Moral leadership is needed. Are the companies’ actions morally defensible or are they morally reprehensible? Likewise for the government. The companies’ actions – going behind the recognised union’s back, sowing confusion and division among workers – can lead only to further breaking down of trust.

Seoka wants to avoid this at all costs. We hope the companies and the government welcome this intervention, for where they have failed maybe the church leaders’ delegation can succeed.

Furthermore, a call for a state of emergency really is an outright call for war against the workers. The only way this issue can be dealt with is peacefully. That is why the bishop is putting together this high-level delegation to avert more bloodshed and to ensure the parties reach agreement. In addition, it’s time for the strike to be given national importance.

High-level intervention using the best mediators and negotiators is needed, Seoka says. People with technical expertise, with an understanding of the dire socio-economic issues affecting workers, and for that matter communities, need to be involved. They need to unpack what each party wants and find a way through what can now only be described as a national tragedy.

Mines are complex operations, with thousands of workers graded according to the work they perform. There are entry-level workers and skilled workers like rock drillers, blasters and refinery workers. All have their own sets of needs and challenges, and each category’s interests have to be dealt with in the negotiations.

Amcu needs to assess the forces against it and respond appropriately. It must deal with any member involved in intimidation or possible killings. It is not in the union’s interests to allow any violence to occur, no matter how members are provoked by the companies trying to break the strike.

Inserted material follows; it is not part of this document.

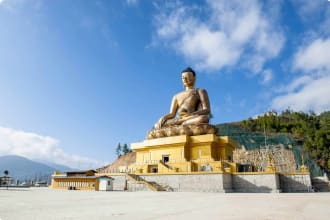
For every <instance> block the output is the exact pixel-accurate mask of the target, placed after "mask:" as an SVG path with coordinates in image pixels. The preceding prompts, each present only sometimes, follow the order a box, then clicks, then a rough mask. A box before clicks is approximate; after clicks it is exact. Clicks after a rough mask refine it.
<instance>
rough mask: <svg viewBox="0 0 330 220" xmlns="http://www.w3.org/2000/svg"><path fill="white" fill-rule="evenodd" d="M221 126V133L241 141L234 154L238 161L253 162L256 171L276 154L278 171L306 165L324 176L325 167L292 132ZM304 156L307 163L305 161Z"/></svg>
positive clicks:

I doubt the union is behind the killings; maybe some members are.

The union needs to counter the propaganda being used against it. Now more than ever, it needs to ensure the discipline of its members. It needs to maintain the moral high ground and not allow the actions of the corporations and state to muddle it up.

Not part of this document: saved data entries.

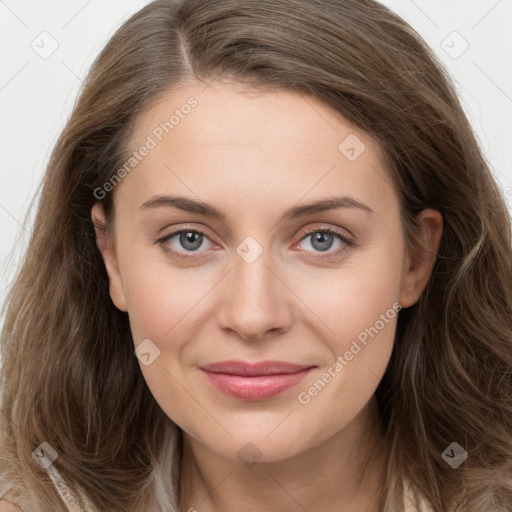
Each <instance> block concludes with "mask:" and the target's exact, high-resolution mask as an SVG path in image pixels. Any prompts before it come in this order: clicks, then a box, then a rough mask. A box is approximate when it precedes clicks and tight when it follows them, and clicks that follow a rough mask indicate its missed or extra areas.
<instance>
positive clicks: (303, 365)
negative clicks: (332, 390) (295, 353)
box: [201, 361, 313, 377]
mask: <svg viewBox="0 0 512 512" xmlns="http://www.w3.org/2000/svg"><path fill="white" fill-rule="evenodd" d="M312 367H313V365H299V364H293V363H287V362H284V361H261V362H257V363H247V362H245V361H219V362H218V363H211V364H207V365H204V366H202V367H201V368H202V369H203V370H206V371H208V372H211V373H226V374H228V375H240V376H242V377H259V376H264V375H279V374H284V373H297V372H300V371H303V370H306V369H308V368H312Z"/></svg>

The companies need to reassess how they are dealing with the strike. They need to engage the representative union in good faith and not take advice to the contrary.

The concern of Bench Marks is the welfare of people and their dignity, and to ensure this strike is peacefully resolved.

If not, our democracy is weakened, social unrest will be the norm, and the losers will be all of us. Now we can only pray and ask the country as a whole to support the church leaders’ intervention.

* John Capel is the executive director of the Bench Marks Foundation.